In a bid to strengthen non-proliferation, the United States wants to secure loose nuclear material within four years and also ratify the Comprehensive Test Ban Treaty, which bans all forms of atomic explosions, the country's top diplomat to the United Nations has said.
"We want to secure loose nuclear material within four years. We want to start a follow-on agreement. We want to ratify the CTBT. We want to have a fissile material cut-off," US Ambassador to the UN Susan Rice told reporters in response to a question outside the Security Council at the United Nations headquarters in New York.
In its capacity as the President of the UN Security Council for the month of September, the US has convened a head-of-the-state level meeting of the 15-membered body on September 24 on nuclear non proliferation and nuclear disarmament. The meeting would be chaired by US President Barack Obama.
"This is an opportunity that we very much welcome, that will bring the Security Council further into the discussion of the sorts of topics that President Obama raised in his speech in Prague," Rice said. "It is an opportunity for the Council, which obviously has a deep stake in nuclear non-proliferation and nuclear disarmament, to continue its thinking and to concert its action.

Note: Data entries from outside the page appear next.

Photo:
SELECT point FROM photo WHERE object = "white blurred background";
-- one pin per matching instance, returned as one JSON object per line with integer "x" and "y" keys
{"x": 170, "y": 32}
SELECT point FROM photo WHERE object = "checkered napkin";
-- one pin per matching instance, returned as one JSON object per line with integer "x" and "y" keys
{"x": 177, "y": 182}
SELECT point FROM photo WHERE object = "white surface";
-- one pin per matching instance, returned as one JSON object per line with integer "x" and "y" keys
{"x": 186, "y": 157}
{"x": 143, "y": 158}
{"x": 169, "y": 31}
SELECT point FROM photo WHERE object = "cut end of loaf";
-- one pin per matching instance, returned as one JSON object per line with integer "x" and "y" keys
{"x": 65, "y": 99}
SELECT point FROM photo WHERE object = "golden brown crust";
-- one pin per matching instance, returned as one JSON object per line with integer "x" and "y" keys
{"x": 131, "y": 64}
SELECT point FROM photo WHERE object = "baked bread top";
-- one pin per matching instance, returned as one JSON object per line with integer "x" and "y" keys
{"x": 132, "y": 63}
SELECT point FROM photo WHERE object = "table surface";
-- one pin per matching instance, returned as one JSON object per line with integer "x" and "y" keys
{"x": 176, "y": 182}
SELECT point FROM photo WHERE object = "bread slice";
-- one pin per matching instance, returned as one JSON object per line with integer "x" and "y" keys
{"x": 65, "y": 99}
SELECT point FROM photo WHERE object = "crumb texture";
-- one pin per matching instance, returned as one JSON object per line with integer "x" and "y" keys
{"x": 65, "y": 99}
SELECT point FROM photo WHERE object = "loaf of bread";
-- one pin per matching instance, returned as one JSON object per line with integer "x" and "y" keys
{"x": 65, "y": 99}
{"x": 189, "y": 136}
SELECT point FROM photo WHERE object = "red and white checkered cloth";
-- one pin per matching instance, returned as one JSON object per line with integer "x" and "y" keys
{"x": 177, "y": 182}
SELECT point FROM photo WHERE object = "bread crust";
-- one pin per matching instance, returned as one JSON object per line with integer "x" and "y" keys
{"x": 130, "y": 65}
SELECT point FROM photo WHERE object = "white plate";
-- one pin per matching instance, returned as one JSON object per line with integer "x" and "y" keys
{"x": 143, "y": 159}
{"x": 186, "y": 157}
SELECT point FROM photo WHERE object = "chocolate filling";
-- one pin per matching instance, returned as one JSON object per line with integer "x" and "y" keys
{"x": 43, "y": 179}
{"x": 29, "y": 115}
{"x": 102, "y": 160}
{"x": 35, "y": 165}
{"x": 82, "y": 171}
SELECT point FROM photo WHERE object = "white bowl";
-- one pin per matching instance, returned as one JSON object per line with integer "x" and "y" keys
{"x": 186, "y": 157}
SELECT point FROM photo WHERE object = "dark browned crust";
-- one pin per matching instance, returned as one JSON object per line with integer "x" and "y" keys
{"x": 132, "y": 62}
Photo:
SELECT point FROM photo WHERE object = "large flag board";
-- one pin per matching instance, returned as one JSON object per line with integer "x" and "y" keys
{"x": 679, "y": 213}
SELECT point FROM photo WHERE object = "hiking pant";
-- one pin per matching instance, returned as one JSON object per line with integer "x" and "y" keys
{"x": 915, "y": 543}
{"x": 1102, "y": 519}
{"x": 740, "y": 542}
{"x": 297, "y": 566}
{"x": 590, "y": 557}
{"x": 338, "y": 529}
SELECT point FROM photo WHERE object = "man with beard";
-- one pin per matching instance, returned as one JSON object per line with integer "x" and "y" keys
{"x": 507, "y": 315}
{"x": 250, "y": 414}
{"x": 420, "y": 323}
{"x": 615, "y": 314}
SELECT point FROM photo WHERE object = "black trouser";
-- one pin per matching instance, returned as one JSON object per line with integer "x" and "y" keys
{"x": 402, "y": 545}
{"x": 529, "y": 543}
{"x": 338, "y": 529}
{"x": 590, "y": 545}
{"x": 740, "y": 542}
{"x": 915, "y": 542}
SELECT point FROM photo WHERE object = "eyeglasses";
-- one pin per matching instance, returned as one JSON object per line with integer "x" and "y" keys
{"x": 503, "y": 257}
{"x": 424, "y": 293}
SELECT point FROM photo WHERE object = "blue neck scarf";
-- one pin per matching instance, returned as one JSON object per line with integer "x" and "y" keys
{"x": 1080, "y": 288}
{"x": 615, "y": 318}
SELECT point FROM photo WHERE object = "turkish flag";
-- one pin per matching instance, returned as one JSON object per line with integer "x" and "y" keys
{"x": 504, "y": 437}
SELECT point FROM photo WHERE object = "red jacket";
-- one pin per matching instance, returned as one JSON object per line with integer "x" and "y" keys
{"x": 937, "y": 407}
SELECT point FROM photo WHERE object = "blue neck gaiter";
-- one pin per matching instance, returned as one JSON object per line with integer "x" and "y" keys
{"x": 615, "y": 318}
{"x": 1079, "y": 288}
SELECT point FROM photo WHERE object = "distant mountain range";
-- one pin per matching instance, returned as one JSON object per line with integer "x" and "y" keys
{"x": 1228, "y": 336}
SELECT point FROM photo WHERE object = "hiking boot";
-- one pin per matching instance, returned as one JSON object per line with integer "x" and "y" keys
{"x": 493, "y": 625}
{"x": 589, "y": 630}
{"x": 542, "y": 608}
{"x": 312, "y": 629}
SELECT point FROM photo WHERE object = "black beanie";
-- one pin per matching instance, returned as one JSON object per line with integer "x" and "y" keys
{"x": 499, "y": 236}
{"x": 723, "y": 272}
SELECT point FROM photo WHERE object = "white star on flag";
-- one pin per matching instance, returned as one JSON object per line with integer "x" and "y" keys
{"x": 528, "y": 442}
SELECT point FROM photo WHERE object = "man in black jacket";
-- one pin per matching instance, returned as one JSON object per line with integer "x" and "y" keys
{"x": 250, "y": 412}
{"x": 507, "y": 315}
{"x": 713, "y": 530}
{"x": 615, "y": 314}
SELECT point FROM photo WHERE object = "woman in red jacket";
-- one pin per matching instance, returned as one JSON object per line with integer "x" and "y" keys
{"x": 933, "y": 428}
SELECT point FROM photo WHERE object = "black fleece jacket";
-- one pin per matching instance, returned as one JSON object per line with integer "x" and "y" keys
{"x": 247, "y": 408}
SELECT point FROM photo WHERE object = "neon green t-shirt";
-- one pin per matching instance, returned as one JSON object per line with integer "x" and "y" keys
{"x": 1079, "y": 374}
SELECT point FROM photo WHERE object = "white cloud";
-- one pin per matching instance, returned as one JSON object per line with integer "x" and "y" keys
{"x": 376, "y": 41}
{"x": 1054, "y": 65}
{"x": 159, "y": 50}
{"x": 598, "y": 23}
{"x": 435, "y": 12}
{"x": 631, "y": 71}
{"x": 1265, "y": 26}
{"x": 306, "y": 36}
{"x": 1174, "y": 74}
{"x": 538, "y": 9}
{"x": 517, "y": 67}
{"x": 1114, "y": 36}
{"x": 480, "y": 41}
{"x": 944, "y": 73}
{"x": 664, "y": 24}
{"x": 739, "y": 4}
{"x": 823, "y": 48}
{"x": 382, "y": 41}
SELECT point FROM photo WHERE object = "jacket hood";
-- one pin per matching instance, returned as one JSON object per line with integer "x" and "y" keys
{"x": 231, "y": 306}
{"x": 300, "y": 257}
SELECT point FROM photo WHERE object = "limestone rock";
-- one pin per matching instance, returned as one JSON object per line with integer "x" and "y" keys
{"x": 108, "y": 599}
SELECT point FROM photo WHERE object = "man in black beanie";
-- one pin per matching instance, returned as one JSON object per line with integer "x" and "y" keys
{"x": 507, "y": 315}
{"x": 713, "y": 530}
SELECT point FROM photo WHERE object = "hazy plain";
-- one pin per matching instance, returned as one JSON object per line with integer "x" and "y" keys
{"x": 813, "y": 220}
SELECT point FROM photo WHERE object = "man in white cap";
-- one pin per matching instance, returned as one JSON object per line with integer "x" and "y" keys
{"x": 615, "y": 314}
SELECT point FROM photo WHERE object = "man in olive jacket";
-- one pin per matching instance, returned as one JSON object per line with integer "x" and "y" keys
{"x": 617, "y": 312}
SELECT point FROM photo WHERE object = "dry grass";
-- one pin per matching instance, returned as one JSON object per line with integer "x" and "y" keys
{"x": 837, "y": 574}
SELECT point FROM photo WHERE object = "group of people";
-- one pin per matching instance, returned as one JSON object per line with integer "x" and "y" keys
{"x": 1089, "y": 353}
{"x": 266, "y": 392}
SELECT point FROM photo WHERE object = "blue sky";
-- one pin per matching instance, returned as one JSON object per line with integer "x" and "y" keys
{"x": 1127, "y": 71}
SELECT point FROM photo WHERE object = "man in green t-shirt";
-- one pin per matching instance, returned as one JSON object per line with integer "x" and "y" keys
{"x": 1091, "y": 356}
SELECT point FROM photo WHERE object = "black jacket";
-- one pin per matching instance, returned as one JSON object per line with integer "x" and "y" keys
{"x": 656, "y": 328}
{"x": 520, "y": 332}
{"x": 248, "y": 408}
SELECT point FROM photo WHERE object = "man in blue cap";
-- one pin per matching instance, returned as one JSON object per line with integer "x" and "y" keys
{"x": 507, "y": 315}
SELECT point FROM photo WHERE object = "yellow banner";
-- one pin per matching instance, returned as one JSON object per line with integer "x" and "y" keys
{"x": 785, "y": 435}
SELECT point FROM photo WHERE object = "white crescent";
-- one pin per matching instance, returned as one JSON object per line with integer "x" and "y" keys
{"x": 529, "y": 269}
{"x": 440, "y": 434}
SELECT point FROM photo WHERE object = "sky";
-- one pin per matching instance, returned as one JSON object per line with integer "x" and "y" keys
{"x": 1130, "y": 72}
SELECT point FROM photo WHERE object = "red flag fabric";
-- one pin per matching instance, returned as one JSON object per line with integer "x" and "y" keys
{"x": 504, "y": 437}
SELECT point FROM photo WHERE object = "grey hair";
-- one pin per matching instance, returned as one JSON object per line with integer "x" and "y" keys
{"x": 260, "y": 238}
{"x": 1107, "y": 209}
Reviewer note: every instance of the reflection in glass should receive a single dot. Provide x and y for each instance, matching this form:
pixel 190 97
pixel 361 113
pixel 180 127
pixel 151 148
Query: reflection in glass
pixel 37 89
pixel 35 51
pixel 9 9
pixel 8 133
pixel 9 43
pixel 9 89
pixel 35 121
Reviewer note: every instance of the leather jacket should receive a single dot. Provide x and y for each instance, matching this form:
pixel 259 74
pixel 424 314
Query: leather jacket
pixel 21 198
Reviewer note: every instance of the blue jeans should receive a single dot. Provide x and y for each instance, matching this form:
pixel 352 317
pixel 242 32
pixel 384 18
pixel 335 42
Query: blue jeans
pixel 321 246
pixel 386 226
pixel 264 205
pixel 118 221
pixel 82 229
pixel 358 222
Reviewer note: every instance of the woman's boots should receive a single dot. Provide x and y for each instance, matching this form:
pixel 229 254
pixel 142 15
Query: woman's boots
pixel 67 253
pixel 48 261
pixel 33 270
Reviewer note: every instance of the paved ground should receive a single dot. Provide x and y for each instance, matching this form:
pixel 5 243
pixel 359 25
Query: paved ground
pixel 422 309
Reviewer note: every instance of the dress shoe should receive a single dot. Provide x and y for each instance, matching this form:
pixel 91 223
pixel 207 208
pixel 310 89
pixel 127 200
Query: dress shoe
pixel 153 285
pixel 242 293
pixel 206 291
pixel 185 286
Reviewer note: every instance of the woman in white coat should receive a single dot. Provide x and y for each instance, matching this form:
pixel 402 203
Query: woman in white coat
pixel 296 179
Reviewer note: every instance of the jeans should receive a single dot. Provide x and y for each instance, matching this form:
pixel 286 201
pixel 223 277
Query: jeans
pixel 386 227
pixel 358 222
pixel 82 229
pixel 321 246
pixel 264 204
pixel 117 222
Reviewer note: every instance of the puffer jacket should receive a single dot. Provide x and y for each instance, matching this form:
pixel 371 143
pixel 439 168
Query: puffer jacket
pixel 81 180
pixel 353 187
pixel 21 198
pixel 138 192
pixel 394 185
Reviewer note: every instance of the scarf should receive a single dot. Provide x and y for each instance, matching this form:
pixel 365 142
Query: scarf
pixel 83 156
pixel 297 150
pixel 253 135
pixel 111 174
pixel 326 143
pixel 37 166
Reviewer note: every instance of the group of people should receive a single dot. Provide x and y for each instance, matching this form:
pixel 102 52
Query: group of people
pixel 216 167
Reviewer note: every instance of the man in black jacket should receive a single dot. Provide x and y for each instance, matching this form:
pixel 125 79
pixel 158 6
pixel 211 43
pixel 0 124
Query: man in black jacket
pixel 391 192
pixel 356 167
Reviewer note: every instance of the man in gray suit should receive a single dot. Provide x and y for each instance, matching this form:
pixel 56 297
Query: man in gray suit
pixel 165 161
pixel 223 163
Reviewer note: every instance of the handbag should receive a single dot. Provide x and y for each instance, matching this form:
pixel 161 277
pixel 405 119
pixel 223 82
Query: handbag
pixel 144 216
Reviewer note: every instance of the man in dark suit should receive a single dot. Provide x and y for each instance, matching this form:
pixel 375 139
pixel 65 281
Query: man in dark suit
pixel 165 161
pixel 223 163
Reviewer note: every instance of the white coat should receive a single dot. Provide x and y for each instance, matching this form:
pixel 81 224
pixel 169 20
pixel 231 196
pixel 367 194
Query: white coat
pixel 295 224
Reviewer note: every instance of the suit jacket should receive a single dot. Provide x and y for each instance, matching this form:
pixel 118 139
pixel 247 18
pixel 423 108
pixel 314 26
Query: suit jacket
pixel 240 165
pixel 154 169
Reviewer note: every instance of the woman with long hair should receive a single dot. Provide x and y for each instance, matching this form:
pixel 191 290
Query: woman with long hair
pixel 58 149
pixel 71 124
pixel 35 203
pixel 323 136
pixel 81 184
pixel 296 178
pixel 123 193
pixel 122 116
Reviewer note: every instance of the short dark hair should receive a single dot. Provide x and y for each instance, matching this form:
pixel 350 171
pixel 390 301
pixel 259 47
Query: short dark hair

We will work very closely with our partners in the Council over the coming weeks to ensure that it's a maximally productive session," she said.
Noting that it will be one of the rare occasions in which the Security Council has met at the heads of state level, Rice hoped that this will be a well attended session.
"It is a topic this Council has been focused on and seized with and which, I think all of our colleagues agree, merits the highest level of attention," Rice said.
Earlier in a statement on Tuesday, Rice said the Security Council has an essential role in preventing the spread and use of nuclear weapons and is also the world's principal multilateral instrument for global security cooperation. "The session will be focused on nuclear nonproliferation and nuclear disarmament broadly and not on any specific countries," she said.